Par la faute d'une offre de prêt nettement insuffisante, les taux interbancaires continuaient de grimper hier. Le taux interbancaire à trois mois offert à Londres (Libor), qui sert souvent de référence, est monté à 4,15 % contre 4,05 % la veille. Le 15 septembre, avant l'annonce de la faillite de la banque d'affaires américaine Lehman Brothers, il ne dépassait pas 2,82 %.

«Le marché bancaire est virtuellement fermé pour les échéances dépassant la semaine, ce qui met en danger le refinancement des banques», relève Stéphane Deo, un économiste d'UBS. Si cette situation s'éternise, la faillite menacera les banques les plus affaiblies par la crise financière. Et les taux d'intérêt proposés aux entreprises et aux particuliers grimperont, menaçant l'activité économique.

La réponse des banques centrales a été jusque-là d'injecter massivement des liquidités dans le système, en espérant qu'elles se transforment en prêts. Mais elles l'attendent désespérément, ne pouvant pas se substituer à un secteur bancaire défaillant.

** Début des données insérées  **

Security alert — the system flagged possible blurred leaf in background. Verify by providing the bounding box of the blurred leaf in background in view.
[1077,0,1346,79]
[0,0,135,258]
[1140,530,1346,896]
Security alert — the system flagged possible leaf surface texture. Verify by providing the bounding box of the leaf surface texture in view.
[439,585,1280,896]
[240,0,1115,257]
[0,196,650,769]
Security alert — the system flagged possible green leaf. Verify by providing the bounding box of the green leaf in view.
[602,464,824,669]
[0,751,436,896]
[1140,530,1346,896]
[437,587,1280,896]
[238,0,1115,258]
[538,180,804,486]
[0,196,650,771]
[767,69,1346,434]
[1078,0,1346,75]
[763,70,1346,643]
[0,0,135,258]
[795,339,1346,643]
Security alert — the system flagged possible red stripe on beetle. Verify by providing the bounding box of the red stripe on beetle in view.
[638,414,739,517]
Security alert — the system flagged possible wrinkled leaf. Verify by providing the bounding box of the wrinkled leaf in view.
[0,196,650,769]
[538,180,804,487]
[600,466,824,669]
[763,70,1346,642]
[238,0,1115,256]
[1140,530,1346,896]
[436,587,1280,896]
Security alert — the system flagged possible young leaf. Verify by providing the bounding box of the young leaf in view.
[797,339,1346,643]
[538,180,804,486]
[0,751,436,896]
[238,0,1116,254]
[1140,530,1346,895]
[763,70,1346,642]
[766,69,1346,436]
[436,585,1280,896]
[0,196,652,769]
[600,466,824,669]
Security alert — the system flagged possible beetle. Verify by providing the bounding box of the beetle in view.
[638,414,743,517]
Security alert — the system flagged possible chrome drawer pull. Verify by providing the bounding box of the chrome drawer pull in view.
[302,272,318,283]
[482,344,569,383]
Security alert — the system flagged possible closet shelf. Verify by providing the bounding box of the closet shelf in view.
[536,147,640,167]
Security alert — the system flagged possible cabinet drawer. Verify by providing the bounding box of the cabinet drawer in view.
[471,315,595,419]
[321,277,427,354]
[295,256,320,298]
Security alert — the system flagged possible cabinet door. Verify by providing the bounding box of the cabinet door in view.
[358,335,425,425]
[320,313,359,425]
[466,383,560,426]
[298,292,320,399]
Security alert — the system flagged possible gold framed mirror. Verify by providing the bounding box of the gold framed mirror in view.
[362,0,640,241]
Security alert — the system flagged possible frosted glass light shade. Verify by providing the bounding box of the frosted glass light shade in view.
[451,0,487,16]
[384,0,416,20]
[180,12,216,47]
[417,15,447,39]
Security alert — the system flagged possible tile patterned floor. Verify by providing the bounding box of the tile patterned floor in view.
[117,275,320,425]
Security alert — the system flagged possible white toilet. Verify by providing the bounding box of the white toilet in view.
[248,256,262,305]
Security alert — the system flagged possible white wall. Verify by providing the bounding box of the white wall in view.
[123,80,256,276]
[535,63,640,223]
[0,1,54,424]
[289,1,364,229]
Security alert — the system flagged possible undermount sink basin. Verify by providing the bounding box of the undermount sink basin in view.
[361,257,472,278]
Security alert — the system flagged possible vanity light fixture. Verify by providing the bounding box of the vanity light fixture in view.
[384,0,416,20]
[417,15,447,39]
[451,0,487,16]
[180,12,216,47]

La Réserve fédérale américaine a accru ses apports de manière exponentielle. Lundi, elle a plus que doublé, à 620 milliards $US, les lignes de crédit qu'elle accorde aux autres banques centrales pour leur permettre de prêter des dollars. Cette action d'ampleur mondiale n'a en rien apaisé les tensions. «La Fed, elle-même à bout de souffle, essaie de lancer un plan de sauvetage pour l'Europe», a ironisé Bill King, de M. Ramsey King Securities.

Où disparaît cette monnaie ? De manière absurde, les banques centrales voient les liquidités qu'elles prêtent leur revenir sous forme de dépôts. Car quand les banques ont peur de se tromper en prêtant à une homologue qui fera faillite, elles préfèrent encore laisser leur argent sur un compte à la banque centrale en attendant des jours meilleurs.

La Banque centrale européenne a ainsi alloué hier 70,9 milliards d'euros, à un taux marginal de 3,25 %. Mais la veille, elle avait «accepté 45 milliards de dépôt rémunérée à 3,25 %», relève M. Deo.

«Les banques centrales sont les seuls fournisseurs d'argent au marché en ce moment puisque personne d'autre ne prête. Cela fait basculer de plus en plus de banques vers l'insolvabilité, forçant les gouvernements à les sauver», souligne Liz Sanders, stratégiste de Charles Schwab and Co. La demande de liquidités par les banques semble insatiable, et leur offre de crédit s'amoindrit. Le fait qu'aucune banque centrale n'ait trouvé de solution à l'équation met en péril leur crédibilité.

Les dysfonctionnements du système d'alimentation en liquidités de la Réserve fédérale commencent à susciter l'ironie. «Nous qui croyons au libéralisme, nous permettons que le prix du capital, à savoir le taux d'intérêt, soit fixé par un comité central en accord avec les objectifs du gouvernement. Nous pourrions aussi ressusciter le Gosplan, l'ancien comité de planification soviétique», lançait mardi l'économiste Judy Shelton dans le Wall Street Journal.